Lebed aveva chiesto che prima di ammettere altri paesi, primi in lista d'attesa sono Polonia, Ungheria e Repubblica Ceca, la Nato avrebbe dovuto firmare un accordo con la Russia. ''La cosa piu' importante - aveva dichiarato Lebed, che solo la la settimana prima aveva definito il programma della Nato ''inaccettabile''- e' quella di non precipitarsi, perche' cosi' rischiamo di inciampare''.

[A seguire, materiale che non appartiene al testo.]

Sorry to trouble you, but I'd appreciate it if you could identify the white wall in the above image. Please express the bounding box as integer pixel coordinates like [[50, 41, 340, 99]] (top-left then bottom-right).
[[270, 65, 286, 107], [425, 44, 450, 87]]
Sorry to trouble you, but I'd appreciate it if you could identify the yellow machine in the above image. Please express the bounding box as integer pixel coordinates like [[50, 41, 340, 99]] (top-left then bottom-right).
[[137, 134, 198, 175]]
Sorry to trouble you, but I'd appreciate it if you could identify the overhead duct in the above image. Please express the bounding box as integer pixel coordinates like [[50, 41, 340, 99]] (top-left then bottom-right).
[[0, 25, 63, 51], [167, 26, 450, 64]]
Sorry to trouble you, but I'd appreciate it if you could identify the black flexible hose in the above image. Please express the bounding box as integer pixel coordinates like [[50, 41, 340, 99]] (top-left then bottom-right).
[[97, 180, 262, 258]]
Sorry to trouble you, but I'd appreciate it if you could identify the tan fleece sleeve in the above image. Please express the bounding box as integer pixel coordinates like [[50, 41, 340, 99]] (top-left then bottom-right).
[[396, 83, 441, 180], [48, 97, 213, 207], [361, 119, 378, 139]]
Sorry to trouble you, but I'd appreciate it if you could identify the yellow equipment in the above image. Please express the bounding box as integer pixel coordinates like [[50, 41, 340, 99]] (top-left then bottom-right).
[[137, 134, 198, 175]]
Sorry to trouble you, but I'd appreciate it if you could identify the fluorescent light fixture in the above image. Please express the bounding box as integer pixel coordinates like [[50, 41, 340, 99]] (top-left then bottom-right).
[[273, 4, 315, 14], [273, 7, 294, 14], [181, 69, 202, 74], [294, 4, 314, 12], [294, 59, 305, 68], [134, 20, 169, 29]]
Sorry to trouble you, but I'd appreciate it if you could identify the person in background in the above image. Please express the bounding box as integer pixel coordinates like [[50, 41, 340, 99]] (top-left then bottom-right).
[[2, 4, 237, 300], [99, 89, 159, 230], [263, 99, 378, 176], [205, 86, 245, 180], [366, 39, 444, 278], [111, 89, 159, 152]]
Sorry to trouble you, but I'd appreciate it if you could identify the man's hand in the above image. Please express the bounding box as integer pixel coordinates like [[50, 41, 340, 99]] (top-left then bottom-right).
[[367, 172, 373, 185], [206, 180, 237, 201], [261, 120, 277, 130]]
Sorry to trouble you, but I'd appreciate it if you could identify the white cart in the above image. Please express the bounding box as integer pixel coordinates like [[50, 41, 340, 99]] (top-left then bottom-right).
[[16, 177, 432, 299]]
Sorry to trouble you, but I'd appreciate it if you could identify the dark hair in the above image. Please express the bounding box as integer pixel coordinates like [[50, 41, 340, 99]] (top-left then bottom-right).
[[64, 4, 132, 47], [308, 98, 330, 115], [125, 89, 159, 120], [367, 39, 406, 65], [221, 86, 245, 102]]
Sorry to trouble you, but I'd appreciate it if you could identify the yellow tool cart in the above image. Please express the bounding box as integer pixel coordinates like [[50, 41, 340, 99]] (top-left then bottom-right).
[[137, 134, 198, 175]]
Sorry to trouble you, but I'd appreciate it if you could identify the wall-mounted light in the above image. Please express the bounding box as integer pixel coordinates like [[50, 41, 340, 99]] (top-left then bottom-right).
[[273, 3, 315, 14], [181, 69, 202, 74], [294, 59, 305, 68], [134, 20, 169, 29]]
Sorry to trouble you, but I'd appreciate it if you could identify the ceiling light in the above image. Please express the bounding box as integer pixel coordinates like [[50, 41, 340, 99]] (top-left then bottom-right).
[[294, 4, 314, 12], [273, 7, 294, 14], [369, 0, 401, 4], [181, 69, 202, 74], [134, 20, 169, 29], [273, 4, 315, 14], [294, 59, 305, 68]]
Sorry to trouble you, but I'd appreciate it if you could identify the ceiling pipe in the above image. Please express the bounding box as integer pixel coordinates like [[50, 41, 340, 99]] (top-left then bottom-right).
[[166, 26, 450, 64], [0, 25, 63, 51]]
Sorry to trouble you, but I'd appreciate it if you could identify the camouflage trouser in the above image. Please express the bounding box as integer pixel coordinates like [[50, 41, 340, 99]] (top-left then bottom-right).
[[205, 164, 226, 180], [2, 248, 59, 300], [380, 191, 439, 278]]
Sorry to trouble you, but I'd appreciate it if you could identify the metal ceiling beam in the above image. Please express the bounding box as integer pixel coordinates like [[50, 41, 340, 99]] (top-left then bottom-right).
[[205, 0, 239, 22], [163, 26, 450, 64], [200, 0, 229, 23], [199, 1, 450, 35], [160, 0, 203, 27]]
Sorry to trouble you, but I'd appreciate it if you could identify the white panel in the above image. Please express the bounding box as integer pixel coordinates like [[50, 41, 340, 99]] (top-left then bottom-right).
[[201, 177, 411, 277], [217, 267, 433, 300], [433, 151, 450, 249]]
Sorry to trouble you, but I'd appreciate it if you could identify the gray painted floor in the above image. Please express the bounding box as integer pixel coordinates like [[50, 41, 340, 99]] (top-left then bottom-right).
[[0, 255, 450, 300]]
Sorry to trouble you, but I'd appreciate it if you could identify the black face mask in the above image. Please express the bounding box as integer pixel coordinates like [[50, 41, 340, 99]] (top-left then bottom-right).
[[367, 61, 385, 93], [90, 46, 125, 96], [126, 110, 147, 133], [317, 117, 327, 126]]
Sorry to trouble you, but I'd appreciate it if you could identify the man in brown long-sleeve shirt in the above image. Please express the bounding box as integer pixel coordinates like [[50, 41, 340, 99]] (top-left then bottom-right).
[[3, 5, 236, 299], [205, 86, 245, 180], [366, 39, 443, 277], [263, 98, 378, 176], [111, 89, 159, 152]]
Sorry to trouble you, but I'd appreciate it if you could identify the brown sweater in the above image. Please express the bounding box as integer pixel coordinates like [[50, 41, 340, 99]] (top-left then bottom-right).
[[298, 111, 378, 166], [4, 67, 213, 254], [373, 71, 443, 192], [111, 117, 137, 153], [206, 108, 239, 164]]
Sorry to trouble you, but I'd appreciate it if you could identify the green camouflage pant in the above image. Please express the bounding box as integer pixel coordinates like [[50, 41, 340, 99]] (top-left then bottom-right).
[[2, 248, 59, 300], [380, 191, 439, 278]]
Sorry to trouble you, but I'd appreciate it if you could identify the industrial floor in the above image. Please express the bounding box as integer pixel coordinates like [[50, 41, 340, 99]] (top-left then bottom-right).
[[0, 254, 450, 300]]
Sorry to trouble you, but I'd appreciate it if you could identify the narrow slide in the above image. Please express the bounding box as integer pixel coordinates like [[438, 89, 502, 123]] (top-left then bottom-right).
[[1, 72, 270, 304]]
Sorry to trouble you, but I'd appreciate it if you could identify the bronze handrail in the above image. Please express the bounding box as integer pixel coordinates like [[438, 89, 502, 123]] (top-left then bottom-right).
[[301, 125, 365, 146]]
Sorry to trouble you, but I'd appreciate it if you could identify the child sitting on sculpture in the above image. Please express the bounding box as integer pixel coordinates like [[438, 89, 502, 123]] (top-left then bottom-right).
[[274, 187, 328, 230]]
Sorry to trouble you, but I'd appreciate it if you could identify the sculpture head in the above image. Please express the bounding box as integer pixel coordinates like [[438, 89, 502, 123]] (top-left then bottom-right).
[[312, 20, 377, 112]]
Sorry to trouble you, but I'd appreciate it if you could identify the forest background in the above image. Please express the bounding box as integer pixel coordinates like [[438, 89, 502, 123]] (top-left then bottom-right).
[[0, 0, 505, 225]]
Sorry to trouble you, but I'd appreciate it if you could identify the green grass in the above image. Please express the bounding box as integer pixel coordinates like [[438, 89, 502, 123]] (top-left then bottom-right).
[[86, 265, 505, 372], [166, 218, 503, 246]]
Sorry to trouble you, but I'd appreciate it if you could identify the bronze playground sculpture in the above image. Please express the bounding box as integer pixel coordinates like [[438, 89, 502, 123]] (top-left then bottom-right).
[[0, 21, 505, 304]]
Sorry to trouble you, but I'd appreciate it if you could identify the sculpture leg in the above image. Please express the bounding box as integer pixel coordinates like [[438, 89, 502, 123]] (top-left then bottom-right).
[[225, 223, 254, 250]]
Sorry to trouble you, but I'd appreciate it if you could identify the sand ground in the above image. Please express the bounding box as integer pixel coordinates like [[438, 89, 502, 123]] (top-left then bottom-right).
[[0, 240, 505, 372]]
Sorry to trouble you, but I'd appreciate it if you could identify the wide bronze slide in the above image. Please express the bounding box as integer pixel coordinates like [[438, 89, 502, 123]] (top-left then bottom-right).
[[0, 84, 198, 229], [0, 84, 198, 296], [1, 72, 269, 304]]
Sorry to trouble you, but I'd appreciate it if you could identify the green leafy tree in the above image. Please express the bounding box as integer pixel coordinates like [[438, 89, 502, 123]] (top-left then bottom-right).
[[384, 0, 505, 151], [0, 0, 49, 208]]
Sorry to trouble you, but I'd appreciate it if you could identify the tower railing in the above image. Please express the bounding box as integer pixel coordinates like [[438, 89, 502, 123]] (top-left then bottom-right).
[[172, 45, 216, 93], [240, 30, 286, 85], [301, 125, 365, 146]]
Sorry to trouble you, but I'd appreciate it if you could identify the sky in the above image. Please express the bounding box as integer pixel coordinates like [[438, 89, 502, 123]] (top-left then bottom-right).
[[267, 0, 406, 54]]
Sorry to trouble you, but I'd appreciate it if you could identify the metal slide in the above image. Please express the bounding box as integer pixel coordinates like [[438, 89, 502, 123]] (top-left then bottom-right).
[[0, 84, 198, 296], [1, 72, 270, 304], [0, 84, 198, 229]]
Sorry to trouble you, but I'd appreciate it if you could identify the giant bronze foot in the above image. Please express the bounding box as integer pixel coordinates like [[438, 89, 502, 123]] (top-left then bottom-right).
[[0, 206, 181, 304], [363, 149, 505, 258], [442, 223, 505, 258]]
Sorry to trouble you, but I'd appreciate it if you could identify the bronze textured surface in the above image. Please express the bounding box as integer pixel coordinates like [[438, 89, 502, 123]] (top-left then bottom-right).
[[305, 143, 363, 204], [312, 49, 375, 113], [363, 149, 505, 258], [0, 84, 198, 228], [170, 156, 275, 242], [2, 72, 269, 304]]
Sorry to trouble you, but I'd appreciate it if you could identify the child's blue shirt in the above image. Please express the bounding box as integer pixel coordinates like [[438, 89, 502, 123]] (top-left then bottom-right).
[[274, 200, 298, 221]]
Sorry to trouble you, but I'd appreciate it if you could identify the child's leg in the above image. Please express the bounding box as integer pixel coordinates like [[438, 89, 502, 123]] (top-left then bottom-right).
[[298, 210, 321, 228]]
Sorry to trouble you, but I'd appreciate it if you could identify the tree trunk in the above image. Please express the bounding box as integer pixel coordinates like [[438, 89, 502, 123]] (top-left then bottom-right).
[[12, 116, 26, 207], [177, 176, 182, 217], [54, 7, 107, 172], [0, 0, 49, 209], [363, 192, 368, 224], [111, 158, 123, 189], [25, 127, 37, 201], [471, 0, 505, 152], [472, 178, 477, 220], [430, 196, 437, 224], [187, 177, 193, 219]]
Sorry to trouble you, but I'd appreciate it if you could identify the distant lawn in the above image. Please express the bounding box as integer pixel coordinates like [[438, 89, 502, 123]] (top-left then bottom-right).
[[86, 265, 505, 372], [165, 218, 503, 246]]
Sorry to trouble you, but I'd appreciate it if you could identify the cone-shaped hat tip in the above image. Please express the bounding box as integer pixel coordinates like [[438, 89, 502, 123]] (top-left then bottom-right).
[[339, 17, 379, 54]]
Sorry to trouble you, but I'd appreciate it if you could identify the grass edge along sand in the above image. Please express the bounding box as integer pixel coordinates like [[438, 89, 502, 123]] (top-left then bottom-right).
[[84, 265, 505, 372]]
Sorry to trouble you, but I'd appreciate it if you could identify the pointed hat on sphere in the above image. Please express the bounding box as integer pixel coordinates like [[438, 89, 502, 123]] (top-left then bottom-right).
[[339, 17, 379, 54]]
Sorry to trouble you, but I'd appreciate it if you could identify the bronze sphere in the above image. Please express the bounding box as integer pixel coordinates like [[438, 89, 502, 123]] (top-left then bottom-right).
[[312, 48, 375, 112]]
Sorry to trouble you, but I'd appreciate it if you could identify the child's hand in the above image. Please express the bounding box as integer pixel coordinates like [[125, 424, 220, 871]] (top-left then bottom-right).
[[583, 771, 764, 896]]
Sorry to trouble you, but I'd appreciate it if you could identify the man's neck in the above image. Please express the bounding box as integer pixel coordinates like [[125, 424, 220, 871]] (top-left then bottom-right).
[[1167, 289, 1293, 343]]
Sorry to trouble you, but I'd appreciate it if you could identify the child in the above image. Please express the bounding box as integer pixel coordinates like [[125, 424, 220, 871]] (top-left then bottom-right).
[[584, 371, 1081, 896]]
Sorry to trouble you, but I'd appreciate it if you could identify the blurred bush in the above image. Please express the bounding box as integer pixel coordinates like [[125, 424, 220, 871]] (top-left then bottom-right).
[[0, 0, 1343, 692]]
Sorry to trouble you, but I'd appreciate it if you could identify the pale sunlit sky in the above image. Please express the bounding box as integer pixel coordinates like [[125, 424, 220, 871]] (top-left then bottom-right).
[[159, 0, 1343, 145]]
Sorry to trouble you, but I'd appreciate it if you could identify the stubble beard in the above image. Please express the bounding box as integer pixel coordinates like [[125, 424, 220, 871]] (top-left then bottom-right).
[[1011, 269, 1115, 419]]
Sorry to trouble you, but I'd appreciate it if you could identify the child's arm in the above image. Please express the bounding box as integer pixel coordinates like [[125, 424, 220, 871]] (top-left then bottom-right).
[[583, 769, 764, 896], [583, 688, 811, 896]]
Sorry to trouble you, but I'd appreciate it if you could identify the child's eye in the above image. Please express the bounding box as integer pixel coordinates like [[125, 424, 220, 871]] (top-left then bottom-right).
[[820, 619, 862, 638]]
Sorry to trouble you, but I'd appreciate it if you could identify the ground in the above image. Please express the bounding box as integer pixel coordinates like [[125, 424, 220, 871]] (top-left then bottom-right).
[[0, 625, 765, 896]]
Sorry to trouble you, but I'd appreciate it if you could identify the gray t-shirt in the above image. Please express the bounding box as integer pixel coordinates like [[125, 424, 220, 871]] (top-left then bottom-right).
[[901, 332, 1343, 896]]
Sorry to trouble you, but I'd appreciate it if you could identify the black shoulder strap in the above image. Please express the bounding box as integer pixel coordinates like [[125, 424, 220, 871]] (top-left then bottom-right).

Quello iniziato lo scorso sette ottobre non solo era stata la prima visita di Lebed alla Nato, ma il primo viaggio nel lontano estero (in un paese cioe' che non fa parte dell'ex Unione Sovietica, l'area di influenza che a Mosca viene chiamata vicino estero) dell'ex generale dell'Armata rossa, non solo da quando nel mese di luglio ha assunto la responsabilita' dei ministeri della forza in Russia, ma dai tempi della guerra in Afghanistan. ''Non provo nulla di particolare - aveva commentato, nel suo abituale stile laconico - mi trovo bene dappertutto, e quindi anche in Occidente''.